Le Règlement Général sur la Protection des Données (RGPD) à été définitivement adopté par le Parlement Européen le 14 avril 2016 et ses dispositions sont directement applicable depuis le 25 mai 2018.
Qu’est que le RGPD ?
Pour connaitre le détail des articles composant ce règlement, vous pouvez consulter ce document.
Le RGPD définit les droits des individus sur leur données à caractère personnel, établit les obligations des responsables du traitement des données, établit les méthodes permettant d’assurer la conformité et définit les sanctions en cas de non respect de celui-ci.
Le RGPD est une étape dans le renforcement constant de la protection des données personnelles et permet d’harmoniser les législations européennes.
Cette réglementation, à l’initiative de l’Union Européenne, représente une avancée majeure et unique au niveau mondial dans son rôle de protection des citoyens Européens, en leur redonnant le contrôle sur leur données personnelles.
Comment mettre en œuvre sa mise en conformité au RGPD ?
La mise en conformité au RGPD des collectivités doit être permanente et dynamique : des mesures visant à améliorer l’encadrement des données personnelles doivent être déployées de façon continue dans la collectivité et ces procédures doivent être menées et partagées par l’ensemble des acteurs de cette organisation.
Les mesures techniques et organisationnelles adoptées doivent garantir une protection tout au long du cycle de vie de la donnée (collecte, traitement, transmission, archivage, destruction, etc.) . Il faut pouvoir démontrer, à tout instant, que ces mesures offrent un niveau optimal de protection aux données traitées.
La CNIL préconise 6 étapes pour mener à bien sa mise en conformité :
Désigner un pilote
La collectivité doit désigner un Délégué à la Protection des Données (DPD) (qui peut être mutualisé) et avoir une personne référente, au sein de la collectivité, pour mener la mise en conformité.

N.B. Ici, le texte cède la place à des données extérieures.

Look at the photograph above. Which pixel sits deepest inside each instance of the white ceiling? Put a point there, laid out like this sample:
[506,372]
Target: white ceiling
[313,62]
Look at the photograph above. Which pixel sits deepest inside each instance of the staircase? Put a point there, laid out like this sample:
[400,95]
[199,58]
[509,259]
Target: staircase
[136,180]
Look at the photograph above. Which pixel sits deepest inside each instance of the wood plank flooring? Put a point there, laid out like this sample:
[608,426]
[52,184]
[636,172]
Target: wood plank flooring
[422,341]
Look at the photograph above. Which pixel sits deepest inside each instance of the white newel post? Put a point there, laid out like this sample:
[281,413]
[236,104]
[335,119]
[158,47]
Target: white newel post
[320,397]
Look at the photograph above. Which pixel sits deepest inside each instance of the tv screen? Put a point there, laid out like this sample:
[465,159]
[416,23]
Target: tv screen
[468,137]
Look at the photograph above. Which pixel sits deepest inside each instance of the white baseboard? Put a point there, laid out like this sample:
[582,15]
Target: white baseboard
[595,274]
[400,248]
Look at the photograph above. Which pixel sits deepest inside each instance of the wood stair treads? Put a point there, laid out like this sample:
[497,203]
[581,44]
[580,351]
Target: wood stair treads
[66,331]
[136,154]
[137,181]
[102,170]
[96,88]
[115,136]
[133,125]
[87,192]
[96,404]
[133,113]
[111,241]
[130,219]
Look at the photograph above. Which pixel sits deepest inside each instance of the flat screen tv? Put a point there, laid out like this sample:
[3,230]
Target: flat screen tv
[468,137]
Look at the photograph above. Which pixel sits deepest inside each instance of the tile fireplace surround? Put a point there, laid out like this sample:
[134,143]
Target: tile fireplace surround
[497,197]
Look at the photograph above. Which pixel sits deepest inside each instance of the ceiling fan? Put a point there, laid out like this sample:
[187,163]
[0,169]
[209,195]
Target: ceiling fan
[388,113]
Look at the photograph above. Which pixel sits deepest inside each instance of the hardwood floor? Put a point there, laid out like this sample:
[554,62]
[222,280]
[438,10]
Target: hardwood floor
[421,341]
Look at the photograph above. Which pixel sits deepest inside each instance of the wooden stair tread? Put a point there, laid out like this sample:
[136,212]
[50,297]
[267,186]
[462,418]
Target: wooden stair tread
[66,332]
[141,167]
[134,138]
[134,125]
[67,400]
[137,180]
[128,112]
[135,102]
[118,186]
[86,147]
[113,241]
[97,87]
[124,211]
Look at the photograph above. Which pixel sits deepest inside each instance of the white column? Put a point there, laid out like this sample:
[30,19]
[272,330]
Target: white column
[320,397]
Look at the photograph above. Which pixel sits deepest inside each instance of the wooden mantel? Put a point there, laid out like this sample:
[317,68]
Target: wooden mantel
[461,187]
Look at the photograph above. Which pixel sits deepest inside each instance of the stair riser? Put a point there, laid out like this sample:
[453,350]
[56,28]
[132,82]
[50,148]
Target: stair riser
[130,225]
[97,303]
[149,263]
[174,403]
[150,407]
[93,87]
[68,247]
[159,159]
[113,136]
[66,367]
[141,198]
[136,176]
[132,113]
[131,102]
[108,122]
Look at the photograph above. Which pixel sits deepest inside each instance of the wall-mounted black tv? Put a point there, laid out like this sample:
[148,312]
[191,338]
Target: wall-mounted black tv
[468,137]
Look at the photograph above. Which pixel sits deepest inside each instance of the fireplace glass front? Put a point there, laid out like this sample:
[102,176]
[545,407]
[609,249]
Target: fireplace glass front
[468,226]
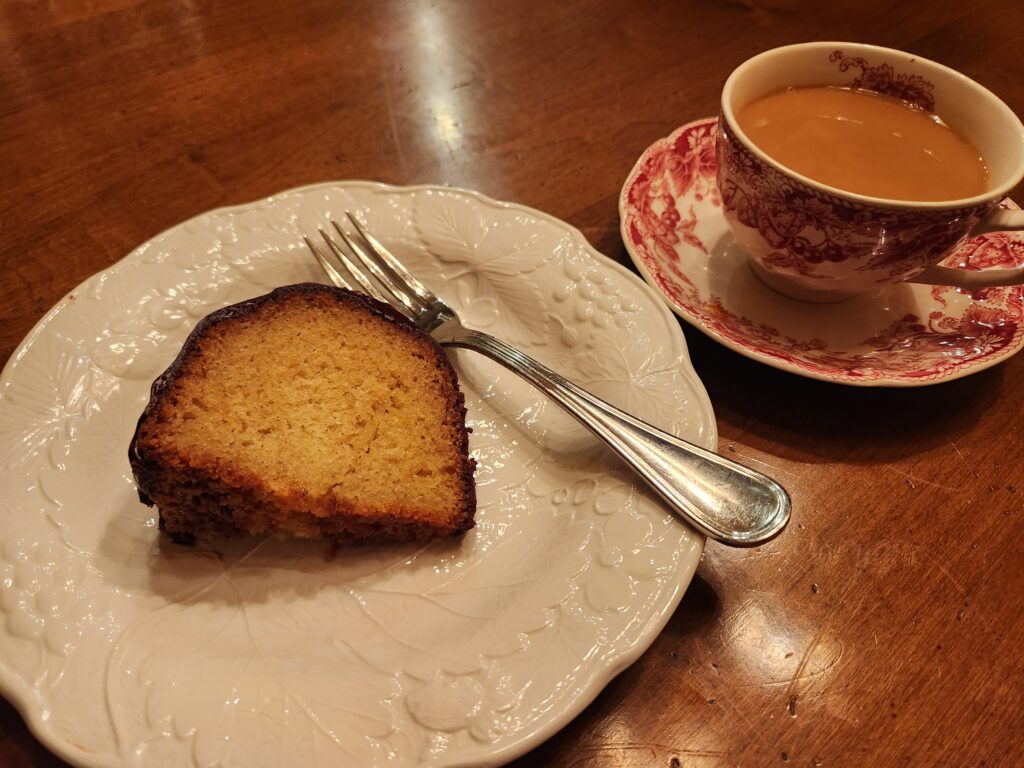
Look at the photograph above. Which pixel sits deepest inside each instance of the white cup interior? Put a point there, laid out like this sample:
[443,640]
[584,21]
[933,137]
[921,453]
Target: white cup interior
[972,110]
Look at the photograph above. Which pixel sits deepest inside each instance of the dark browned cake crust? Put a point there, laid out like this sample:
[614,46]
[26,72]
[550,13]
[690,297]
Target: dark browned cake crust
[311,412]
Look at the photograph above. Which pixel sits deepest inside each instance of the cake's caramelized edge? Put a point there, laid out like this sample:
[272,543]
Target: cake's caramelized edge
[457,408]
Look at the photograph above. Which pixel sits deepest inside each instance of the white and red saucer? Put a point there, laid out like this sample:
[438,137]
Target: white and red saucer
[904,335]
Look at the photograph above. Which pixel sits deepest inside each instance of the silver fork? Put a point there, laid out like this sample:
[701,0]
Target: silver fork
[722,499]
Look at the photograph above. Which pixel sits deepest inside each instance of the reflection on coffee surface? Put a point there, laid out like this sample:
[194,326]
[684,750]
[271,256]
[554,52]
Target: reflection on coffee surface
[865,142]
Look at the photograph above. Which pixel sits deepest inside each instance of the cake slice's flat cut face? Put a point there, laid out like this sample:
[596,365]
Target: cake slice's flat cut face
[318,404]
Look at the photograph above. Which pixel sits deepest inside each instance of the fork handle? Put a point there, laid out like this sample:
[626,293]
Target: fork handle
[722,499]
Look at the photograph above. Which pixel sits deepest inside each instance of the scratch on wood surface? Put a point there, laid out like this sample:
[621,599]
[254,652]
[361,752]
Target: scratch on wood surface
[395,137]
[915,479]
[775,468]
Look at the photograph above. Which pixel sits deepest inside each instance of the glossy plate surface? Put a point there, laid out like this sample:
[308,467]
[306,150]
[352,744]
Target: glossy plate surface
[122,649]
[905,335]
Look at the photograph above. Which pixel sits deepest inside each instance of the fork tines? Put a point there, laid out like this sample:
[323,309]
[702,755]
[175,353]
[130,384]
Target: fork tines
[374,268]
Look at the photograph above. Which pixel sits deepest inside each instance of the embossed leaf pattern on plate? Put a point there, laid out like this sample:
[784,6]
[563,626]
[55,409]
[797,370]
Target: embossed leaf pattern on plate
[124,649]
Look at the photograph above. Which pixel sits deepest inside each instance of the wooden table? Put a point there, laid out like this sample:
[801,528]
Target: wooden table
[883,628]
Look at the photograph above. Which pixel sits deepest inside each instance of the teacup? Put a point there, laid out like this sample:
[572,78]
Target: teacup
[818,243]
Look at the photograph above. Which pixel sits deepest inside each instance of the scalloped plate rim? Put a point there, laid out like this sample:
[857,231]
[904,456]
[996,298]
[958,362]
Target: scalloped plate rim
[20,695]
[768,359]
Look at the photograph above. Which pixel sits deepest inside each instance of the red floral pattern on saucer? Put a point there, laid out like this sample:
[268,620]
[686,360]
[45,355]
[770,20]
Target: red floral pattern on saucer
[905,335]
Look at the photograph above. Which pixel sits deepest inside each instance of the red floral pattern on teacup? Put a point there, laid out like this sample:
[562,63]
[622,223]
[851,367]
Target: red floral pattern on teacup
[813,238]
[884,79]
[671,179]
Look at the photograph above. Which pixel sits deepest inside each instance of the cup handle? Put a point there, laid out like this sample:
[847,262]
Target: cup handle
[998,220]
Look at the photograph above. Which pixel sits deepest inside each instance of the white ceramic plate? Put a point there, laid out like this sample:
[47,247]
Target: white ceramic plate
[122,649]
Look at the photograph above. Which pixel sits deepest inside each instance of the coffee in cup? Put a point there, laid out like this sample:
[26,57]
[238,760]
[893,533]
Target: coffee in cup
[823,209]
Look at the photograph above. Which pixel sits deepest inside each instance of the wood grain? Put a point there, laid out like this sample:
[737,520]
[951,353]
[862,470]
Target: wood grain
[882,628]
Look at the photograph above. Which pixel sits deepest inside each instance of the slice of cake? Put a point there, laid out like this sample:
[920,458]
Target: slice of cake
[310,412]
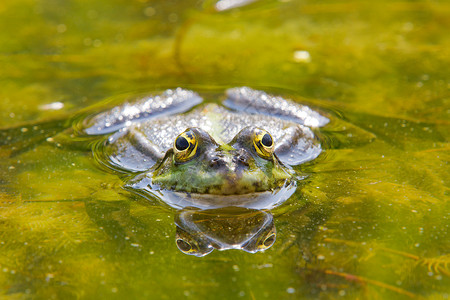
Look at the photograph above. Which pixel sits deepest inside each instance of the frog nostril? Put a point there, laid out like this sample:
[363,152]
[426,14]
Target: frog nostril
[215,162]
[243,160]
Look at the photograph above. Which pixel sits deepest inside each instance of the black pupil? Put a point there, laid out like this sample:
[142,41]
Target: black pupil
[183,246]
[267,140]
[181,143]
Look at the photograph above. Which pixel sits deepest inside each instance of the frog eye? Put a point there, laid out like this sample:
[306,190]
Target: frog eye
[263,143]
[185,146]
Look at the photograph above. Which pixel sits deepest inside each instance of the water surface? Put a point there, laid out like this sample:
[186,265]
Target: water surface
[370,222]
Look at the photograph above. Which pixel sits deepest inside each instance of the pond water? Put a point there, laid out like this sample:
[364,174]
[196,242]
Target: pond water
[369,221]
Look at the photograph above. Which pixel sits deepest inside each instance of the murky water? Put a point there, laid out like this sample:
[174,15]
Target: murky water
[371,220]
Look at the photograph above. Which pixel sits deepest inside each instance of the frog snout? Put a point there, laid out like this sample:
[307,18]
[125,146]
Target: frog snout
[217,162]
[230,164]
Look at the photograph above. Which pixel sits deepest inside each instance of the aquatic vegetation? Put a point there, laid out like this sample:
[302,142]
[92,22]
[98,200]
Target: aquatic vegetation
[370,219]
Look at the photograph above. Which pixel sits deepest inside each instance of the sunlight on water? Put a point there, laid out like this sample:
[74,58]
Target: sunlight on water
[369,218]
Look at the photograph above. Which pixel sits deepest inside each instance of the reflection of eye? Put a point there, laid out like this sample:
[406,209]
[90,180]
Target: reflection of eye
[269,240]
[183,246]
[185,146]
[263,143]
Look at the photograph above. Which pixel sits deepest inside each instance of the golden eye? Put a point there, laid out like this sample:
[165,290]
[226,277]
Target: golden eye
[263,143]
[184,246]
[269,240]
[185,146]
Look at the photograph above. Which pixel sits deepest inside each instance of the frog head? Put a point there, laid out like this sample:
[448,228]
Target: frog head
[198,164]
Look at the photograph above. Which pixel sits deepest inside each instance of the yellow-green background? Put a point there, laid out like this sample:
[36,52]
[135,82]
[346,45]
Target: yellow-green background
[372,220]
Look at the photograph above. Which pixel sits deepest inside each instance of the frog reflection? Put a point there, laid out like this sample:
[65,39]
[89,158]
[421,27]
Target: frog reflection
[199,232]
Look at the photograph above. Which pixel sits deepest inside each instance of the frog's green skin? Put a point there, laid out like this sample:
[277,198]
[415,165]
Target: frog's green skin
[226,161]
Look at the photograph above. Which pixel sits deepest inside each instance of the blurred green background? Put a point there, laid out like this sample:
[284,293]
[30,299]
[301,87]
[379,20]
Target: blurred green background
[372,220]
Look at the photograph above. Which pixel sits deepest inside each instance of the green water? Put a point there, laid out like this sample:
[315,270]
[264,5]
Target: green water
[370,222]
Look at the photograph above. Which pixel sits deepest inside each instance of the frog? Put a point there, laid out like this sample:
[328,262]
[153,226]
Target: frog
[189,154]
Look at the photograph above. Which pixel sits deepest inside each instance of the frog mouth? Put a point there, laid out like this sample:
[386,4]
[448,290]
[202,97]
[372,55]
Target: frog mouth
[265,199]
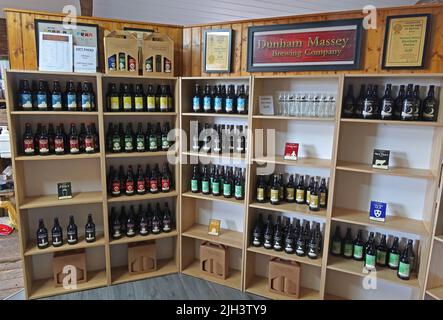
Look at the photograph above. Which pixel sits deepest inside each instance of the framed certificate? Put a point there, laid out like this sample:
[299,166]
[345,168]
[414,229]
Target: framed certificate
[406,41]
[217,49]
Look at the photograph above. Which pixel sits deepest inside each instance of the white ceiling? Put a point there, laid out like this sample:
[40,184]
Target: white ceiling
[184,12]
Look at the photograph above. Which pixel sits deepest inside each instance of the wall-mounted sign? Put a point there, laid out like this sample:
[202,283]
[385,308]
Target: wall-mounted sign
[328,45]
[405,41]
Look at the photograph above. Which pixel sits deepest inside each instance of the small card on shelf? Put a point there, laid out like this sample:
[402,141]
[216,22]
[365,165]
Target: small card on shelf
[381,159]
[377,211]
[214,227]
[64,190]
[291,151]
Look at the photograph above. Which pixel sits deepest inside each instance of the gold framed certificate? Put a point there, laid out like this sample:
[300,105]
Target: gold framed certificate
[217,48]
[406,41]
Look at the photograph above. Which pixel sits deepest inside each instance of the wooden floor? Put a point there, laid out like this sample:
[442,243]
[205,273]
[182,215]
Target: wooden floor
[11,276]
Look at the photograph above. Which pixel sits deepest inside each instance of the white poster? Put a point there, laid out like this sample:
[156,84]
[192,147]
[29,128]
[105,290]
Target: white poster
[85,59]
[55,52]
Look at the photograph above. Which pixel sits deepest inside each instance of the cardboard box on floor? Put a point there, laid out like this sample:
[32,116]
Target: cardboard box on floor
[158,55]
[121,53]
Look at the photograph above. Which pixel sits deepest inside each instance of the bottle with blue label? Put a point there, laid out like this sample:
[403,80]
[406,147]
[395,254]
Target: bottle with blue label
[56,97]
[42,96]
[24,96]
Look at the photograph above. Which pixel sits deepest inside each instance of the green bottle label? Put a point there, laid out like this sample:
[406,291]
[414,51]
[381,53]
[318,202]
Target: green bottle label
[394,259]
[358,252]
[404,269]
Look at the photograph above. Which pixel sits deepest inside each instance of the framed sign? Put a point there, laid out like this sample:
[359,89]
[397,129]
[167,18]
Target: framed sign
[84,35]
[217,50]
[328,45]
[405,41]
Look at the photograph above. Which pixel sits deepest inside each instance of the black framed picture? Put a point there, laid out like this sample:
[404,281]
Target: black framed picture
[406,41]
[217,51]
[83,34]
[326,45]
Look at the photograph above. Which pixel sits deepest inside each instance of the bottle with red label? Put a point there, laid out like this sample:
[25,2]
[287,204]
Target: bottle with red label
[59,142]
[74,143]
[43,142]
[130,189]
[141,187]
[89,141]
[28,141]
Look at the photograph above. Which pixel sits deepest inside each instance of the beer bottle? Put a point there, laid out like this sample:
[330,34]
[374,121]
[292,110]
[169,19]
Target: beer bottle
[139,98]
[24,96]
[72,231]
[359,104]
[278,235]
[387,104]
[382,252]
[369,104]
[268,240]
[300,191]
[257,233]
[90,230]
[359,247]
[430,106]
[56,97]
[57,234]
[405,265]
[314,199]
[150,99]
[42,235]
[417,103]
[348,245]
[28,141]
[337,243]
[349,103]
[275,189]
[394,255]
[408,107]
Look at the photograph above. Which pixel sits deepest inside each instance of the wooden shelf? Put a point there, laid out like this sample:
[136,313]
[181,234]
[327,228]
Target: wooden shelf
[259,286]
[293,118]
[285,256]
[227,237]
[145,114]
[289,207]
[45,288]
[301,162]
[436,293]
[234,279]
[139,238]
[400,172]
[232,156]
[148,196]
[392,222]
[32,249]
[393,122]
[52,200]
[215,115]
[139,154]
[59,157]
[164,267]
[356,268]
[210,197]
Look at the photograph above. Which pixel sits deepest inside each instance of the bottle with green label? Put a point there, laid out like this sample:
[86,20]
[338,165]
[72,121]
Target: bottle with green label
[394,255]
[406,262]
[337,243]
[382,252]
[359,245]
[348,245]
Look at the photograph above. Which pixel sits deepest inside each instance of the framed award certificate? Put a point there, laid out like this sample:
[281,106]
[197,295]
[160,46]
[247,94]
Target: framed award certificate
[217,48]
[406,41]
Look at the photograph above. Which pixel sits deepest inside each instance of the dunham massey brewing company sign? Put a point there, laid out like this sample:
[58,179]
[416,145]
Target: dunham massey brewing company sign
[329,45]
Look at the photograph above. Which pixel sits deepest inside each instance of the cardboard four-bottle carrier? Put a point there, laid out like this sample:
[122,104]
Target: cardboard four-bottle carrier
[121,54]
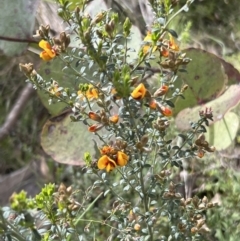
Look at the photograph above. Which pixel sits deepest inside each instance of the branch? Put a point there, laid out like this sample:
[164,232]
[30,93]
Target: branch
[16,110]
[10,39]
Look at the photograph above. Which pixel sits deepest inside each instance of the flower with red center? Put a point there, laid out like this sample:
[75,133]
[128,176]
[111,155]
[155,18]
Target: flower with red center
[139,92]
[48,53]
[122,158]
[165,110]
[95,127]
[114,119]
[94,116]
[107,163]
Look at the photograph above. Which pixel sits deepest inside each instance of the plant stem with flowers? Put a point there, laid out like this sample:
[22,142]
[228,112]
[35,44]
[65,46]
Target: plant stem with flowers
[136,117]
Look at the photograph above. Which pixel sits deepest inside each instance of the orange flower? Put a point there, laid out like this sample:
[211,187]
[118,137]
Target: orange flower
[147,46]
[114,119]
[91,93]
[153,104]
[165,111]
[139,92]
[94,116]
[106,150]
[48,53]
[95,127]
[161,91]
[107,163]
[122,159]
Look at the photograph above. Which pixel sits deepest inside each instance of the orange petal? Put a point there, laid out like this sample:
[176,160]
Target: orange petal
[92,93]
[165,111]
[122,158]
[45,56]
[139,92]
[106,162]
[114,119]
[95,127]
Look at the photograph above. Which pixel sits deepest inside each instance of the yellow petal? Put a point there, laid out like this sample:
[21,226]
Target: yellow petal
[106,162]
[122,158]
[102,162]
[139,92]
[44,45]
[45,56]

Cartographier vos traitements de données personnelles
Un travail d’audit doit être mené dans la collectivité, afin de connaitre la liste des traitements, les sous-traitants éventuels ainsi que le cheminement des données. Des registres doivent être établi à cet effet.
Prioriser les actions
En fonction de l’audit réalisé, une analyse peut être mené afin de déterminer les actions pouvant être rapidement déployées : modification des formulaires de collecte, révision des mentions d’information, vérification des contrats de sous-traitance, vérification des mesures de sécurité, etc.
Gérer les risques
Une analyse portant sur les sources à risque, les impacts potentiels, les supports et les éléments à protéger peut être menée par la suite. Des mesures de sécurité et des procédures visant à anticiper et éviter ces risques peuvent être envisagées. Des analyses d’impact seront réalisées pour les traitements de données sensibles.
Organiser les processus internes
La protection des données doit être prise en compte dès la conception. Toute réclamation ou violation de donnée doit être consigné. Un plan de sensibilisation doit être mené au sein de la collectivité pour l’ensemble des personnes.
Documenter la conformité
Un dossier doit être établi afin de prouver, à tout moment, les mesures et actions qui ont été menées par la collectivité en ce qui concerne la mise en conformité au RGPD.